Files
NowChessSystems/add-a-new-microservice-ethereal-marshmallow.md
2026-04-29 22:06:01 +02:00

12 KiB
Raw Permalink Blame History

Plan: Add Coordinator Microservice

Context

NowChess scales core horizontally via shared Redis but lacks:

  • Instance visibility: no way to list running cores or their load
  • Load balancing: games land randomly on cores; no rebalancing
  • Failover: dead cores orphan subscriptions; bullet chess requires <1s recovery
  • Auto-scaling: manual ops to add/remove cores
  • Cache management: no eviction of stale games from core memory

Bullet chess games run on move timings of <3s. 30s failover = game lost on clock. Target: <300ms failover.

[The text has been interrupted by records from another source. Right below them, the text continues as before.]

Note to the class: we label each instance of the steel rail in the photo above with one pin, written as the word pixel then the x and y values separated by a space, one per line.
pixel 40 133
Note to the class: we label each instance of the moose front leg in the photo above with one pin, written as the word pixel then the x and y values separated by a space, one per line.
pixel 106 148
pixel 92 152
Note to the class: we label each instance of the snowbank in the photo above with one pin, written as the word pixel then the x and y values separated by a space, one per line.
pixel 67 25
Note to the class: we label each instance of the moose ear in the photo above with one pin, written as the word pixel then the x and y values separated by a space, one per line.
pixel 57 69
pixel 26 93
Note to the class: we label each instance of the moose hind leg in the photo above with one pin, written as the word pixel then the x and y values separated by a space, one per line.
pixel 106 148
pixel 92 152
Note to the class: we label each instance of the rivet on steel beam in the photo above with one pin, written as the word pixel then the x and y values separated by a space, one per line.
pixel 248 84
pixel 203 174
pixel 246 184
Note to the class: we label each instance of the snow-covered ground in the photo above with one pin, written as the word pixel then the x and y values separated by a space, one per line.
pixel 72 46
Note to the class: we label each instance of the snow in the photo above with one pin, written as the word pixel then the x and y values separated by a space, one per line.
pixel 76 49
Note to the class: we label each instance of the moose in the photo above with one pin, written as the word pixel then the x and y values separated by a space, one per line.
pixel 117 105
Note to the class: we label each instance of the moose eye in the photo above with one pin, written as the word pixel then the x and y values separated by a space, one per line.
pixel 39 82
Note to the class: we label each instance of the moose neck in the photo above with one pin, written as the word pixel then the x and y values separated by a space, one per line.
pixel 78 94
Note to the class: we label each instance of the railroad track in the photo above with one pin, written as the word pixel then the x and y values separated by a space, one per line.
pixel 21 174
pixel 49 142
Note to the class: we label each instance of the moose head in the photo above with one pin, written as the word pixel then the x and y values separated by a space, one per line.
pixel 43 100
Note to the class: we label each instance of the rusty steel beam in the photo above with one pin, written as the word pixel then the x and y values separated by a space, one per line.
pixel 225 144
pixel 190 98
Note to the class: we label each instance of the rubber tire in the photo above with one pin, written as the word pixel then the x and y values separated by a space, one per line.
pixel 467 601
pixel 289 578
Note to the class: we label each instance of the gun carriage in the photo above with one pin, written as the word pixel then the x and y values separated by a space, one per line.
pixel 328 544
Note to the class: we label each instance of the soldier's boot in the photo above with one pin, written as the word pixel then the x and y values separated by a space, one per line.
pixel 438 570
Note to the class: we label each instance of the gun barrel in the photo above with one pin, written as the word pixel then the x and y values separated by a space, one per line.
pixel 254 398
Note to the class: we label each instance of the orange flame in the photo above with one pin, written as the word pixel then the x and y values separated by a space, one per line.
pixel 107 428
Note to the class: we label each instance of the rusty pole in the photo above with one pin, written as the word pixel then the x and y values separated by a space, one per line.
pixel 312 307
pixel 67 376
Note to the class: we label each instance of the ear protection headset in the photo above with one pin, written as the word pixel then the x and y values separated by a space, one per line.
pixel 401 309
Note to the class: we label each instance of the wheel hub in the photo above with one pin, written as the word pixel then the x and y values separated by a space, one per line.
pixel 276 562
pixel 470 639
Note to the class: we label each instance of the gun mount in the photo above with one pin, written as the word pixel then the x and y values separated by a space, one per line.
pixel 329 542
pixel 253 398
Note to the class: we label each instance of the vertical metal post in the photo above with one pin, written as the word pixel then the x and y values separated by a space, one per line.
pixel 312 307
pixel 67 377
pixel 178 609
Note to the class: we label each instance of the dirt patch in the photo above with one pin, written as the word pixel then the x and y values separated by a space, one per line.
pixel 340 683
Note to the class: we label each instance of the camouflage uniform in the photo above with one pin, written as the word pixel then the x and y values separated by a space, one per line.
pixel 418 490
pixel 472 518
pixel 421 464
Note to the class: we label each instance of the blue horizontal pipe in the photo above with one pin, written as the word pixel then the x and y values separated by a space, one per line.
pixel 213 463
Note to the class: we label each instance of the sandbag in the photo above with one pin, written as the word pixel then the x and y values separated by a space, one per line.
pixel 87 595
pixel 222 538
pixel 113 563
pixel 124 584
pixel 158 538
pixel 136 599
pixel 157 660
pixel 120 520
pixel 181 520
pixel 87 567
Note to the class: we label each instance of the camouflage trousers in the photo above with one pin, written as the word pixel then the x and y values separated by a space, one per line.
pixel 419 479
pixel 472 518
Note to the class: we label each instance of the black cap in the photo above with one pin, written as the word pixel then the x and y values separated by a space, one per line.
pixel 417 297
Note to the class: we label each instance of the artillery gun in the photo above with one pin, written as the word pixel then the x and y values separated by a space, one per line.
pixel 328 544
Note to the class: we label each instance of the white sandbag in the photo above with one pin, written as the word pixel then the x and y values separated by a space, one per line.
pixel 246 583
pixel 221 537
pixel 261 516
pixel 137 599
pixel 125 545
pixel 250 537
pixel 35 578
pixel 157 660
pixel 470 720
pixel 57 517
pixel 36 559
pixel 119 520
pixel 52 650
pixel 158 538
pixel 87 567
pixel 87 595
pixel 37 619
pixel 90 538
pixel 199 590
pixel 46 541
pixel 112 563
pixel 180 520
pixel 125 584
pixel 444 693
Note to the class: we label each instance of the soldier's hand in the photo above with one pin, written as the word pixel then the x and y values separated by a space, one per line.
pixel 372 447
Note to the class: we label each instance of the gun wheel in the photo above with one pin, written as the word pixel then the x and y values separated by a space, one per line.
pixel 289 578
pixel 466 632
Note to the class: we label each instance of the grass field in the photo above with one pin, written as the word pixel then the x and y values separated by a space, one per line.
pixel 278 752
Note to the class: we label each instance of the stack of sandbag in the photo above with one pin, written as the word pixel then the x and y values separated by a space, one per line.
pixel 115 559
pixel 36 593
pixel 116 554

Architecture: Sub-1s Failover

Why Not Polling/TTL

  • TTL expiry: minimum 10-30s detection
  • HTTP polling 3x failure: 30s minimum
  • gRPC streaming TCP drop: 50-200ms — use this as primary

Primary: gRPC Bidirectional Streaming

  • Core opens a persistent bidirectional stream (CoreHeartbeatStream) to coordinator on startup
  • Core sends heartbeat frames every 200ms
  • Core crash = TCP RST/FIN → coordinator stream error in ~50-200ms
  • Stream also carries metadata updates (subscription count changes) in real-time

Fallback: Redis Heartbeat + K8s Watch

  • Redis heartbeat key {prefix}:instances:{instanceId} with 5s TTL, refreshed every 2s
  • K8s pod watch via Kubernetes Java client (event-driven; handles pod eviction/OOMKill)
  • Fallback covers: network partition (TCP stays up but core is zombie), coordinator restart gap

Design

1. Module: modules/coordinator

Language: Scala 3.5.1, Quarkus REST + gRPC
Ports: HTTP 8086, gRPC 9086
Dependencies: Redisson, Kubernetes Java client, Quarkus gRPC
Persistence: None (all state in Redis)


2. Instance Registry

Redis schema:

{prefix}:instances:{instanceId}
  - TTL: 5s (refreshed by core every 2s via background task)
  - Value: JSON
    {
      "instanceId": "core-abc123",
      "hostname": "core-pod-3",
      "httpPort": 8080,
      "grpcPort": 9080,
      "subscriptionCount": 147,
      "localCacheSize": 147,
      "lastHeartbeat": "2026-04-26T10:15:30.123Z"
    }

{prefix}:instance:{instanceId}:games
  - Type: Redis Set (no TTL — managed explicitly)
  - Members: all gameIds currently subscribed on this instance

Core changes (new InstanceHeartbeatService bean in modules/core):

  • @PostConstruct: generate stable instanceId (hostname + random suffix); open gRPC stream to coordinator; publish Redis heartbeat; register in {prefix}:instances:{instanceId}
  • Every 200ms: send heartbeat frame on gRPC stream (carries subscriptionCount)
  • Every 2s: refresh Redis heartbeat bucket TTL
  • subscribeGame(gameId): SADD {prefix}:instance:{instanceId}:games gameId
  • unsubscribeGame(gameId) / evictGame(gameId): SREM {prefix}:instance:{instanceId}:games gameId
  • @PreDestroy: delete Redis key + games set; close gRPC stream (clean shutdown)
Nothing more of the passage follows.